- US 7" single

Single by Prince

from the album 1999
- B-side: "Irresistible Bitch"
- Released: November 23, 1983
- Recorded: March 30, 1982
- Studio: Sunset Sound
- Genre: New wave; dance-rock;
- Length: 7" edit: 3:40; Album/12" version: 7:20;
- Label: Warner Bros.
- Songwriter: Prince
- Producer: Prince

Prince singles chronology
| "Delirious" (1983) | "Let's Pretend We're Married" (1983) | "When Doves Cry" (1984) |

= Let's Pretend We're Married =

"Let's Pretend We're Married" is a song by American musician Prince from his 1982 album 1999. It was the final US single from the album and peaked at number 52 in the US.

==Background==
The song consists mainly of keyboards and drum machines, along with Prince's vocals. Two verses followed by choruses form the main basis of the song. The song breaks down to an instrumental section with Prince repeating "I wanna fuck you" followed by him saying "Look here, Marsha; I'm not saying this just to be nasty. I sincerely wanna fuck the taste out of your mouth." The final part of the song is an a cappella with Prince stating his philosophy on life—he loves God for fear of the afterlife but he's going to have fun while he can, a theme echoed in "1999". The song was performed live on the Purple Rain Tour. Prince's vocal range on the song spans from F_{2} to B_{6}.

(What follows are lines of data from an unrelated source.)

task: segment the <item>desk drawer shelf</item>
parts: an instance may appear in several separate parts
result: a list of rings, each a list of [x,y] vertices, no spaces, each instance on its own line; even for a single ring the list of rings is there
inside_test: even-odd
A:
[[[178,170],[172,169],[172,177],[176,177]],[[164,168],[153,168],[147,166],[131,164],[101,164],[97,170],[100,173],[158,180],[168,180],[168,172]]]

==Reception and performances==
The B-side, "Irresistible Bitch", received equal airplay and so qualified to chart alongside the A-side. The track was written and first recorded in 1981, and segues from the song "Feel U Up", which was re-recorded in 1986 for the Camille project. The original version of "Irresistible Bitch" has a much rougher vocal, and is an organ-driven song. The 1982-1983 remake which was released as the B-side of "Let's Pretend We're Married" has more percussion, both live drums and drum machines, along with bell-like keyboards and vocal backup from Wendy & Lisa. The lyrics are the familiar Prince theme of a jilted lover who treats his woman well, but gets treated badly in return. The song was performed on the Purple Rain tour, once again with the New Power Generation, for their 1992–1993 tours.

==Personnel==
Credits sourced from Benoît Clerc and Guitarcloud

- Prince – lead and backing vocals, Oberheim OB-X, Oberheim OB-SX, bass guitar, Linn LM-1, Pearl SY-1 Syncussion

==Chart performance==

Chart performance for "Let's Pretend We're Married"
| Chart (1983–1984) | Peak position |
|---|---|
| US Billboard Hot 100 | 52 |
| US Dance/Disco Top 80 (Billboard) | 52 |
| US Hot Black Singles (Billboard) | 55 |

==Cover versions==
Tina Turner covered "Let's Pretend We're Married" in live performances, and one of these is included on her The Collected Recordings – Sixties to Nineties album. This performance was originally released as the B-side of her own "Show Some Respect" single in 1984 (in the UK, it was included as the B-side of "I Can't Stand the Rain" in 1985).